# [SOLVED] Re-configuring a Bell SpeedStream 6520?



## Buskieboy (Jun 15, 2008)

Hi,
I recently changed ISP's and want to use my "old" Wireless SpeedStream 6520 from Bell. The problem is that it is configured to Bell's address and my old user ID/password etc. I can't seem to be able to get inside to change anything. 

Is it possible to change this modem to use with my new (YAK) ISP? I am begining to think that Bell has somehow hard wired the modem/router to permanantly be a Bell product. This is bad as I did buy it from them while I was a customer, but now would like to use it elsewhere!

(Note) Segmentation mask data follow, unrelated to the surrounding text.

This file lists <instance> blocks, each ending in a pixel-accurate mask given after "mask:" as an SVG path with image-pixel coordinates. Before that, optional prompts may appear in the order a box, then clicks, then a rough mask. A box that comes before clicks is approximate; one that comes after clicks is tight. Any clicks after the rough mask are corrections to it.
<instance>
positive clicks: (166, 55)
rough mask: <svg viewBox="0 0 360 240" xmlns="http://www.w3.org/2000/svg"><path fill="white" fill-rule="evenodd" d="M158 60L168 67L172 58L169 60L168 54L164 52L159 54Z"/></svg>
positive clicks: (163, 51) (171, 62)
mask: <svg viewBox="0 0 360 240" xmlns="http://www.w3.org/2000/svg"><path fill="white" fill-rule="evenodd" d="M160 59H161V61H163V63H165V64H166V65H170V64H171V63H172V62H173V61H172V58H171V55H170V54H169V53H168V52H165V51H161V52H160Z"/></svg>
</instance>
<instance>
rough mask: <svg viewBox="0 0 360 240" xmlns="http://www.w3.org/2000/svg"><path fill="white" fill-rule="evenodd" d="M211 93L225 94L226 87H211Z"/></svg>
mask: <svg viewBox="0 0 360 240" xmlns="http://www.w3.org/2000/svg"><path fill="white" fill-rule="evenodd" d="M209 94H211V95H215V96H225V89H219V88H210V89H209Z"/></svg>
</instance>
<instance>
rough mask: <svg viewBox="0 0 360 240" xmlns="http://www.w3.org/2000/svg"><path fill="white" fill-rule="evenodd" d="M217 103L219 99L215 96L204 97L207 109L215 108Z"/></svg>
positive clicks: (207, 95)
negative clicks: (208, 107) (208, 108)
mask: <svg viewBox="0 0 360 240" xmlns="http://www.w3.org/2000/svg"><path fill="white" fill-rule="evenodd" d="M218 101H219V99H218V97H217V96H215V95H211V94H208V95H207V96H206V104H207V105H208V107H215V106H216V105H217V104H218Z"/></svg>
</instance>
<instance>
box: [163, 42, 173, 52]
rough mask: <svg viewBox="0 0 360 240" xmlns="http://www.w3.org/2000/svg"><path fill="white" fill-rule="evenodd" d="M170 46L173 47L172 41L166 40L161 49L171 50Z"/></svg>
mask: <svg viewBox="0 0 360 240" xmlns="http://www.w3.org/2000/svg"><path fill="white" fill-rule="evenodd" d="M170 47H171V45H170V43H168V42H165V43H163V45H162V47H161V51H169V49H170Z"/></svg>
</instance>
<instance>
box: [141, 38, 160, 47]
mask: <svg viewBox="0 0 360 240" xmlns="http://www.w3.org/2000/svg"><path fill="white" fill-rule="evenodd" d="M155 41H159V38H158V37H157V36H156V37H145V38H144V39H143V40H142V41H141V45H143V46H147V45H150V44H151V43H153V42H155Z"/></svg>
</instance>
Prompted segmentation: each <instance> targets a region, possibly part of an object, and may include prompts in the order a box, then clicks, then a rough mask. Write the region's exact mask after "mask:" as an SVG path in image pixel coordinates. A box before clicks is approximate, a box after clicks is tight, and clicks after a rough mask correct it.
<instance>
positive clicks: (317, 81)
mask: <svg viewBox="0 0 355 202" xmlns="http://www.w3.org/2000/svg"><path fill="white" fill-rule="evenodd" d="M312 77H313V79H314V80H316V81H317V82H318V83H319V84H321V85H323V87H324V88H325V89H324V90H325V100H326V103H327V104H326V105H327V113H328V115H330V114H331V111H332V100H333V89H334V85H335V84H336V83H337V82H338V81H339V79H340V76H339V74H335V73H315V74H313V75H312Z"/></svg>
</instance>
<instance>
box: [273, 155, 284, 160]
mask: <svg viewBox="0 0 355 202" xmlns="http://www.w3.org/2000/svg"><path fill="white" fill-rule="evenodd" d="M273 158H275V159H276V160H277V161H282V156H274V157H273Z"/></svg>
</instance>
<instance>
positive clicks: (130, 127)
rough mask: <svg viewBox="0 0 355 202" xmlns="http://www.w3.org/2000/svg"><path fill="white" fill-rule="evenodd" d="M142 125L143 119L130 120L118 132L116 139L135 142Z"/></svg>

Is there anyway to clear the modem and re-configure it for other ISP's?

Thanks in Advance!


----------



## johnwill (Sep 26, 2002)

*Re: Re-configuring a Bell SpeedStream 6520?*

It's probably locked to Bell.


----------



## Buskieboy (Jun 15, 2008)

*Re: Re-configuring a Bell SpeedStream 6520?*

So you're saying No Joy? :4-dontkno

Bastards charged me $70 for the damned thing. Saved me 
money instead of "leasing" it for $9 per month. What a Scam.

I can't believe in this 'green" day and age that it is now landfill because Bell is so anal!
:sigh:


----------



## Buskieboy (Jun 15, 2008)

*Re: Re-configuring a Bell SpeedStream 6520?*

*UPDATE!*
SUCCESS! (SO FAR!)
Ok, so I fiddled with the configure screens using the admin/admin id/password and using the settings from the modem I was given from YAK I now have the SpeedStream 6250 working! If you enter in all the addresses into the various locations the modem will work. Even though it's the Bell interface! HAHA!!
:grin:
Now I'm going to see about using the wireless part.....fingers crossed!!!
YIPEE!
:4-clap:


----------



## Buskieboy (Jun 15, 2008)

*Re: Re-configuring a Bell SpeedStream 6520?*

MORE SUCCESS!
Got the wireless going also. Simply enabled the existing 
wireless network I already had and got another encryption key and
then entered it and BAM....wireless internet using Bell's "crippled" 
Speedstream 6520! 
Sweet! It is actually faster and more stable than the crappy little 
Thompson Speedtouch that I got from YAK! 
Me so happy.


----------



## johnwill (Sep 26, 2002)

*Re: Re-configuring a Bell SpeedStream 6520?*

Glad you got it running. I have a bunch of VoIP routers that are locked to specific services stored in my closet, no way to change them. :frown:

Such is life. :smile:


----------